Coffee and tea are common sources of every day breakroom waste. With International Coffee Day fast approaching October 1, consider the sustainability of your grind. The disposable coffee cups, lids, sleeves and straws that come with to-go beverages require resources to produce and often get tossed in the trash. Keeping a reusable mug for hot and cold beverages reduces waste at work and all year-round.
Taking your cuppa in-house also has its impacts. The traditional drip coffee maker is alive and well with some waste associated with extra coffee made; try to use just as much coffee and water as people will drink, and compost filters and grounds instead of discarding them to landfill.
The ubiquitous coffee capsules and pods that have been “an environmental bogeyman” are unrecyclable curbside due to their size, need to separate the components and organic matter. There is a solution for all brands of hot beverage capsules, including K-cups, pods, discs and their packaging, with a Coffee Capsule Zero Waste Box.
Single-use packaging for snacks, drinks and other prepared foods are a huge waste stream in the breakroom or kitchen. At a minimum, try to encourage a robust in-office recycling program that informs employees with signage, literature and training about what the local recycling system accepts. This one seems like a no-brainer, but to many, highly recyclable paperboard boxes, aluminum cans and glass and rigid plastic bottles are considered disposable, with little stopping people from tossing them in the trash.
With the recently added tariffs, some of what you put in your office’s blue bin for building pickup may not be recycled. On top of it, most of the single-use packaging we interact with on a 9-5 basis actually falls outside the scope of what most public programs accept for recycling. Plastic shopping bags, chip bags, coated paper boxes, snack pouches, energy bar wrappers are all examples of common items that are either to complex or too small to recycle by traditional avenues.
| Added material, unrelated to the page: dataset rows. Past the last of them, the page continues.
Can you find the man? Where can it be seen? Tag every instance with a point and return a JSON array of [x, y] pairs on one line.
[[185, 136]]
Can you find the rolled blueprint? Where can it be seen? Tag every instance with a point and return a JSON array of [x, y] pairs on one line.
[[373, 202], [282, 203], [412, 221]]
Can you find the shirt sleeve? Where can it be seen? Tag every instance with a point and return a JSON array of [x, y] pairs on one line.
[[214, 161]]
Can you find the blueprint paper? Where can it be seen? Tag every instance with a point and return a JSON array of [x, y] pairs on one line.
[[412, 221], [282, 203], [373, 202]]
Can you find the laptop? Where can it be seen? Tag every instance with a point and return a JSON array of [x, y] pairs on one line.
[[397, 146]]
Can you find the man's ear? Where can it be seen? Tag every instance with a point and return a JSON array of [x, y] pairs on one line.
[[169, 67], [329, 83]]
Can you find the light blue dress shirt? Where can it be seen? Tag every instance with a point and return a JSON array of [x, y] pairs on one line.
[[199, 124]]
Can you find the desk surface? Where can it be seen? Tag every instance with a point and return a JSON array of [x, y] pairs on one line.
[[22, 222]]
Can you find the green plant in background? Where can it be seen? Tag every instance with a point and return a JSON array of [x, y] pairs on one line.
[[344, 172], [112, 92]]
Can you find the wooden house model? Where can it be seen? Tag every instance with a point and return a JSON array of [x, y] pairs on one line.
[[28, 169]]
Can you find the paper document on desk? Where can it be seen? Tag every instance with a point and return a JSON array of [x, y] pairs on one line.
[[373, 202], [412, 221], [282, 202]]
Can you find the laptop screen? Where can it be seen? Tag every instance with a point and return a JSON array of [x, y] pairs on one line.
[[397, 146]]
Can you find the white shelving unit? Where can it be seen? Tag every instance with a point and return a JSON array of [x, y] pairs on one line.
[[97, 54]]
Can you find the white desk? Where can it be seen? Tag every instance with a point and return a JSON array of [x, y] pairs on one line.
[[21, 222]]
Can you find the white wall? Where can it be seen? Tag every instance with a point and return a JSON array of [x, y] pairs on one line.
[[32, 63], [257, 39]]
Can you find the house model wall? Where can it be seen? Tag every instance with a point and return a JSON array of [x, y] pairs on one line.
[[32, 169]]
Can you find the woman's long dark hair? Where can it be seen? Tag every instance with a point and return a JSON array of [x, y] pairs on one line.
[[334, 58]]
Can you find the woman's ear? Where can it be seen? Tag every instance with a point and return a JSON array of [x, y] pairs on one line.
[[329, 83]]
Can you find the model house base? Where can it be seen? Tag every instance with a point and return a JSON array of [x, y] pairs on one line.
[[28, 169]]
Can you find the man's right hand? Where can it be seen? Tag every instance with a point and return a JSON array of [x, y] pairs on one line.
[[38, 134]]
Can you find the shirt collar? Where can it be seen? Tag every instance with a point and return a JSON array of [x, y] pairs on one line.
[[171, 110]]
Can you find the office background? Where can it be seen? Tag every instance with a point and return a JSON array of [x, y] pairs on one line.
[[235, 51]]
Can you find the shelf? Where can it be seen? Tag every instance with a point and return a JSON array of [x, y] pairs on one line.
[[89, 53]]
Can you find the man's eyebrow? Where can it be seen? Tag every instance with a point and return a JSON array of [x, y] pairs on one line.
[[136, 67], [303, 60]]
Public recycling may not have caught up, but most breakroom waste is technically recyclable. An effective solution for your discarded breakroom items, even in an uncertain recycling system, is TerraCycle’s Breakroom Separation Zero Waste Box. We can recycle any non-recyclable and non-organic waste that is generated in the breakroom, including food packaging, coffee capsules and dining disposables.
So many products and packaging are single-use because it is easy, inexpensive and convenient to buy new items that can be thrown way. Figuring out what we really need from our products may steer us towards purchases and workplace habits that are less wasteful, without sacrificing convenience.
For example, taking a few extra moments out of your day to pack a lunch and snacks in durable, reusable containers can help to reduce the disposable cups, cutlery and plastic clamshells that come with to-go and delivery desk lunches. Or, bring a travel mag and food containers to the vendor of your choice to get the convenience of prepared food without the packaging waste.
The most sustainable items are always the ones you didn’t buy, so consider this when planning out your at-work breaks. Getting with your coworkers around a zero waste aspiration may make small changes, like adding recycling bins, keeping durable dishware available, or patronizing low-impact food vendors, easy and fun. We spend so much of our day in the workplace – let it be time spent working for the environment.